BLOOMINGTON, Ind. – The role of private equity investment in medical facilities has raised concerns about costs passed on to patients as well as decisions by physicians, but research from the Indiana University Kelley School of Business found little evidence that it affects approaches to treatment.
Haizhen Lin, professor and associate chairperson of business economics and public policy and the Jack R. Wentworth Professor at the Kelley School, acknowledges concerns about a potential misalignment between private equity’s financial motivations and physician preferences on behalf of patients.
But a study of records involving ambulatory surgery centers in Florida with private equity ownership between 2004 and 2019 did not find that to be the case.
“When examining private equity investment and divestment actions, we find that the clinical conduct of affected ambulatory surgery centers is virtually unfazed by the presence of private equity ownership,” Haizhen and her co-authors wrote. “These firms neither increase their procedural output nor alter the mix of procedures performed. Physicians’ medical decision-making discretion and agency on behalf of patients appear largely preserved.”
But once a private equity firm had an ownership stake, it was followed by gradual but consistent increases average list prices – as much as 50% over a four- to five-year period.
“While charges do not represent the negotiated price paid by private insurers or the administrative price paid by public insurers, they do influence price negotiations — which commonly include ‘percent of charges’ price agreements — and are therefore a strategic lever that can financially impact these firms,” she and her colleagues wrote.
“These strategies are not necessarily harmful to consumers, so long as patients are not a captive market and thereby forced to accept higher provider charges – and presumably higher transaction prices for the same services.”
The post-private equity investment change in charges per case was evident in all payer groups, including those privately paying, those with traditional Medicare, a Medicare Advantage plan and with other circumstances. The data did not allow for the researchers to study exactly how much patients paid.
By comparison, other studies of private equity stakes in physician practices, found a 20% increase in practices’ charges and an 11% increase in actual reimbursements paid by insurers.
Lin and her coauthors base their findings on all-payer data in Florida over a 15-year period, combined with detailed ambulatory surgery center ownership information they obtained through Freedom of Information Act request to the Centers for Medicare and Medicaid Services and other information to identify private equity owners among ASC investors.
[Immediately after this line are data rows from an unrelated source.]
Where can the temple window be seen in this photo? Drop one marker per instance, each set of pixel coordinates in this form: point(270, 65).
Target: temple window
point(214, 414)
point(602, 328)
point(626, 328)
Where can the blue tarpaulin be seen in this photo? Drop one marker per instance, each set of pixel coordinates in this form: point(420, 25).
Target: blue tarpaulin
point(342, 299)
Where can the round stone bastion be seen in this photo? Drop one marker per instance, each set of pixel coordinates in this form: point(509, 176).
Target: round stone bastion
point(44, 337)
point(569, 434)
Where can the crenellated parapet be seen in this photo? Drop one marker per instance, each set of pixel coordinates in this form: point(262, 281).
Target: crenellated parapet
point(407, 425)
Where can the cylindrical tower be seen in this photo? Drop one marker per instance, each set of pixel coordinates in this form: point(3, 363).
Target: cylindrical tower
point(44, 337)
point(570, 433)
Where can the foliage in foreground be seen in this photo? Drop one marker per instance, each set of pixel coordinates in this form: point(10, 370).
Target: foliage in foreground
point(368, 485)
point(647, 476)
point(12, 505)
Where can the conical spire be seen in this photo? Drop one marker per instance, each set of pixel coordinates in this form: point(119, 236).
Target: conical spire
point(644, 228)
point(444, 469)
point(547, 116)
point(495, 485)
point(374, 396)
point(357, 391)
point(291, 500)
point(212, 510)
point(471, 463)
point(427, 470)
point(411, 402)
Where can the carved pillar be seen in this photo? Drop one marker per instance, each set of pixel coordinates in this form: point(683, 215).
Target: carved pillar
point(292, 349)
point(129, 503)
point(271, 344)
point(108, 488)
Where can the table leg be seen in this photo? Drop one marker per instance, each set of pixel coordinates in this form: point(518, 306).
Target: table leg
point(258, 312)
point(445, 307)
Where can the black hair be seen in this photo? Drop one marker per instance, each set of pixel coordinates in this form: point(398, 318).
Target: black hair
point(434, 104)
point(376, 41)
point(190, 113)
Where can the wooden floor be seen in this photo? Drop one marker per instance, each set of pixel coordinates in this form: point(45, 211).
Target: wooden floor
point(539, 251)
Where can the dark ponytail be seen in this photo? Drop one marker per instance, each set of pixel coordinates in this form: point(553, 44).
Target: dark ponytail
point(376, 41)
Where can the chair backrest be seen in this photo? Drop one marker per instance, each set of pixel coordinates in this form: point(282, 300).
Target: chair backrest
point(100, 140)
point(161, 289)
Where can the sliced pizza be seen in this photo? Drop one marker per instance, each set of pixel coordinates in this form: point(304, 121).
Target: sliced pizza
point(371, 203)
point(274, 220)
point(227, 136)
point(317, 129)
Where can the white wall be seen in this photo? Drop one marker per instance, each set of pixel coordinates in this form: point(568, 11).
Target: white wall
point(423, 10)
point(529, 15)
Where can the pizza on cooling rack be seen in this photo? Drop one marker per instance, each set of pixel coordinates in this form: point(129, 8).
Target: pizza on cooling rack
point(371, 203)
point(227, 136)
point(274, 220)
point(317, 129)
They then examined financial events linked to private equity involvement in the industry.
Private equity firms’ dealmaking in U.S. healthcare totaled nearly $800 billion over the last decade, and industry estimates suggest that their returns on investment have outperformed those made in other sectors of the economy. A rapidly growing number of medical services are being done on an outpatient basis, and ambulatory surgical centers account for at least 60% of all outpatient procedural care.
Rather than affect the quality of patient care, Lin and the others found evidence of private equity owners engaging in strategic “financial engineering” to enhance the ambulatory surgery center’s market value – and the value of investors’ financial stakes at the time of liquidation. This accounts for the increases in list prices.
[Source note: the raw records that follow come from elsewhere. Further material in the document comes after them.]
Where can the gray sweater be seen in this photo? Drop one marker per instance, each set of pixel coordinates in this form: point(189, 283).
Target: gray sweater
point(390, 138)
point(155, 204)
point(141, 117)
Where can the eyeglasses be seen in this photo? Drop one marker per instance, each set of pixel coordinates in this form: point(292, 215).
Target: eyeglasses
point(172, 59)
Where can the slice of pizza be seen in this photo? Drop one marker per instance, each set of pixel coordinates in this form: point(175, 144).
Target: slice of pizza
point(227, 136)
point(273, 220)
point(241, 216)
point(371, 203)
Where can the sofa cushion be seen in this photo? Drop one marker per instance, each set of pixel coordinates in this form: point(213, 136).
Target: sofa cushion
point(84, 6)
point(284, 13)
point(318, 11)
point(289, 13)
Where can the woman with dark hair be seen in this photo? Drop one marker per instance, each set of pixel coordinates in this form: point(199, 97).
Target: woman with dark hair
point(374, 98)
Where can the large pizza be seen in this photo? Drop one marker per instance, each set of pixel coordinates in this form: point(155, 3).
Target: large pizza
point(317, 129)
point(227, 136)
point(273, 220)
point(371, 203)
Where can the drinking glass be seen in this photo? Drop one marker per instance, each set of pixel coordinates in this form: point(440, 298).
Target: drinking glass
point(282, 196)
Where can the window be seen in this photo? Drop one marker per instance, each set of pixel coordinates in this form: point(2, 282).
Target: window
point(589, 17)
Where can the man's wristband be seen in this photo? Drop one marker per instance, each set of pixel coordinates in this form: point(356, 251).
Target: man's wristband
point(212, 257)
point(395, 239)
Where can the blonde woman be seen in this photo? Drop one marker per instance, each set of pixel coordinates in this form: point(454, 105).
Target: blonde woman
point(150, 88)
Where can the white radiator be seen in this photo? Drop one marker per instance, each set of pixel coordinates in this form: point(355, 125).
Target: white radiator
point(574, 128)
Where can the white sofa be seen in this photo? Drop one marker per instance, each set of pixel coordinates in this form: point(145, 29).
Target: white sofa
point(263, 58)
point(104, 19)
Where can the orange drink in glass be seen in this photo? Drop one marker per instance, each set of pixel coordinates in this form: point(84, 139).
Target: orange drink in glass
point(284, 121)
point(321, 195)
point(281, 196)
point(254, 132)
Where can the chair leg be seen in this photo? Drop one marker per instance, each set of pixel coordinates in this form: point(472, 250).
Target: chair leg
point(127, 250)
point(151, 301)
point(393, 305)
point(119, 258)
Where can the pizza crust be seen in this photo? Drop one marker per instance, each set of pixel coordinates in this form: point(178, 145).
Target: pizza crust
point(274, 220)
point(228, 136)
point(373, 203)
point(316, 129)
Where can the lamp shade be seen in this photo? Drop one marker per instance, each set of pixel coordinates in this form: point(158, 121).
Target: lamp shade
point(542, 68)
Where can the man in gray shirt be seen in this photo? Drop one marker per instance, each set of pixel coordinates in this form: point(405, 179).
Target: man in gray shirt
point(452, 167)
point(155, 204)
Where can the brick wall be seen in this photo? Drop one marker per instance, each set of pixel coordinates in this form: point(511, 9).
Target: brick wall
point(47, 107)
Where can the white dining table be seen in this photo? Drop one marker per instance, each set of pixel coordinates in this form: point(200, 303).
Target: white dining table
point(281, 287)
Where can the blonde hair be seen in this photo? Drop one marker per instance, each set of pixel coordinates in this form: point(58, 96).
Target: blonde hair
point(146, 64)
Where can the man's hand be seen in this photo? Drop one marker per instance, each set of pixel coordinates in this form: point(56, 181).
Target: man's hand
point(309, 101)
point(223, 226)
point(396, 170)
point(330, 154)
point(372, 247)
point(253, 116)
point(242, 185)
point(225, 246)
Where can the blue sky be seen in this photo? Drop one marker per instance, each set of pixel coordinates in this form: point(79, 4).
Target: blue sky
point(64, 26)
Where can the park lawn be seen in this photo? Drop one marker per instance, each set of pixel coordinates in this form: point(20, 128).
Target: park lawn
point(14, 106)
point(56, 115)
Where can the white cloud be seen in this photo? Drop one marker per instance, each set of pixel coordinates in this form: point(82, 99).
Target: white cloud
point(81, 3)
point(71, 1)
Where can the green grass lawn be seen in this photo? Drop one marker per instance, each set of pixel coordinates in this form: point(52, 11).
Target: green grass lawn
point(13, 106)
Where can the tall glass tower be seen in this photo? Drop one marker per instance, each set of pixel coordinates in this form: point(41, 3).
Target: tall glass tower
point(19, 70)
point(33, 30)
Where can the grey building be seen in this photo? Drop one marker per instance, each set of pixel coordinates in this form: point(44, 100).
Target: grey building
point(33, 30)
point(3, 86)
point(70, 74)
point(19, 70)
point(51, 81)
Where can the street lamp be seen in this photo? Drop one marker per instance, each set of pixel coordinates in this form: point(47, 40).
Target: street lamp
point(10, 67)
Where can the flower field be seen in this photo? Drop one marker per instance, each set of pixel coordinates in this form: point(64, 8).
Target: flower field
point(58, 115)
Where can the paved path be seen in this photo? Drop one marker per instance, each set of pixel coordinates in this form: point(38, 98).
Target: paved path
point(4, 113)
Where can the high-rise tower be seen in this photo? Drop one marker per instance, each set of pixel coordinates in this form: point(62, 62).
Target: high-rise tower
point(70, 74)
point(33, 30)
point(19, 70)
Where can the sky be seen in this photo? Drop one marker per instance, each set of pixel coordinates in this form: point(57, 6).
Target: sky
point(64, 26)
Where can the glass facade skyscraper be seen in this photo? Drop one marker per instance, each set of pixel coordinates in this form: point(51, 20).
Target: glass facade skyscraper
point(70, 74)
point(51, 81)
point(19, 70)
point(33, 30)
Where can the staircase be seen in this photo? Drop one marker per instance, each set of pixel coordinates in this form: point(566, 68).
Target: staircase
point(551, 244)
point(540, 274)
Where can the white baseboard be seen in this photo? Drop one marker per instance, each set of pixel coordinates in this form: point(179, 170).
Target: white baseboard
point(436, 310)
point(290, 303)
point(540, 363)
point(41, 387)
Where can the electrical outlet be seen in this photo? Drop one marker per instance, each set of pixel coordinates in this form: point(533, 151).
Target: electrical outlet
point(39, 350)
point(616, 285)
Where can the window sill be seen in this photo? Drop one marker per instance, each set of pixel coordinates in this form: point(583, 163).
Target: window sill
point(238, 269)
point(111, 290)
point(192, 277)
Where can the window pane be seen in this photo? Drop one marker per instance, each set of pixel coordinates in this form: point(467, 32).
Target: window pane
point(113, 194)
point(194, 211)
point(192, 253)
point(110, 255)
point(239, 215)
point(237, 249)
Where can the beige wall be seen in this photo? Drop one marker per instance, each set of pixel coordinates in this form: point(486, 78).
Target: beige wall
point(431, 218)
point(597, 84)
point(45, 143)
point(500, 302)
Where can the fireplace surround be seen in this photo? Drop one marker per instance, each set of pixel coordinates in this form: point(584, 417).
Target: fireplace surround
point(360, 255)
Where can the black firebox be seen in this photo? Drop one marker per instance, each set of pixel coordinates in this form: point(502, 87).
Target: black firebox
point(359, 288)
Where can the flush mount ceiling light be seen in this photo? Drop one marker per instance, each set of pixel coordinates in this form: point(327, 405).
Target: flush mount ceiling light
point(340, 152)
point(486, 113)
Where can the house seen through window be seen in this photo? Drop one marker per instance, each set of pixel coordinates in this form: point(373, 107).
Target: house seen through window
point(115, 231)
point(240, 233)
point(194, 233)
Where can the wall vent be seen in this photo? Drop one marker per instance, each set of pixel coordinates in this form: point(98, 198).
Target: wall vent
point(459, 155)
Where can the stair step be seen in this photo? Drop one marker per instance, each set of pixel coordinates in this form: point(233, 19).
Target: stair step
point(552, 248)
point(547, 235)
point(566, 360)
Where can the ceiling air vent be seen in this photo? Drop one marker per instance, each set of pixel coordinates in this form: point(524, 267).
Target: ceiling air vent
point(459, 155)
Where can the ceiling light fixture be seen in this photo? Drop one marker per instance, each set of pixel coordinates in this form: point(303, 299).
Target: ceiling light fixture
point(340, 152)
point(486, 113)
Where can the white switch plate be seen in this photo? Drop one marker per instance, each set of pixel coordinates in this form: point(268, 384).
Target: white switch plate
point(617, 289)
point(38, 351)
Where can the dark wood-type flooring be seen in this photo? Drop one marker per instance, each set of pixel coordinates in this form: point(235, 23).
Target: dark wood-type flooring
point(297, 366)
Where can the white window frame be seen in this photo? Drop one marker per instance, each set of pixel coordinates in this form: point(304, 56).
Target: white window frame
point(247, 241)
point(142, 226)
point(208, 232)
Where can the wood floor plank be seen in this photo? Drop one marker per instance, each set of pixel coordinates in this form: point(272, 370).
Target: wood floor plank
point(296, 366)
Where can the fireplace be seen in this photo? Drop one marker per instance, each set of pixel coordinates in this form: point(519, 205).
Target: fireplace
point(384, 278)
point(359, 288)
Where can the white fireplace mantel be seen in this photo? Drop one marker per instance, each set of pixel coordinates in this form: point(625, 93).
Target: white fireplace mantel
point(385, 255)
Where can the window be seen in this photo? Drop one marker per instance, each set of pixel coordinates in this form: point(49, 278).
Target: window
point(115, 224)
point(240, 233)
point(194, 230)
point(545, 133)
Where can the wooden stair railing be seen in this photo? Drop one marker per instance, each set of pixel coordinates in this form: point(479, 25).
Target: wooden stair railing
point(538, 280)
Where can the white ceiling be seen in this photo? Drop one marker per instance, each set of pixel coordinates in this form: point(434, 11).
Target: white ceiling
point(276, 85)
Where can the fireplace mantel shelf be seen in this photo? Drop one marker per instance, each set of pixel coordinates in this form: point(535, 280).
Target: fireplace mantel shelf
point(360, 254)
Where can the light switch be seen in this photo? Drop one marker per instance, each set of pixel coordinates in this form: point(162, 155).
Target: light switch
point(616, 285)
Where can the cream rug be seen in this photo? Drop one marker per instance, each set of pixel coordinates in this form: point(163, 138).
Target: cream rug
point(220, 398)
“They need to show to the market that this ASC is running very well, that it is creating value to the shareholders and it’s going to be profitable,” Lin said. “How else can they create this profit and increase revenue? One easy thing for them to do is to raise prices.”
The article, “Private equity and healthcare firm behavior: Evidence from ambulatory surgery centers,” appeared in the September 2023 issue of the Journal of Health Economics. Other authors included Elizabeth Munnich, associate professor of economics at the University of Louisville; Michael Richards, a professor in the Jeb E. Brooks School of Public Policy at Cornell University; Christopher Whaley, associate professor of health services, policy and practice at Brown University; and Xiaoxi Zhao, associate economist at RAND Corporation.
The article was nominated for a research award by the National Institute for Health Care Management Foundation is a 2024 Research Award finalist.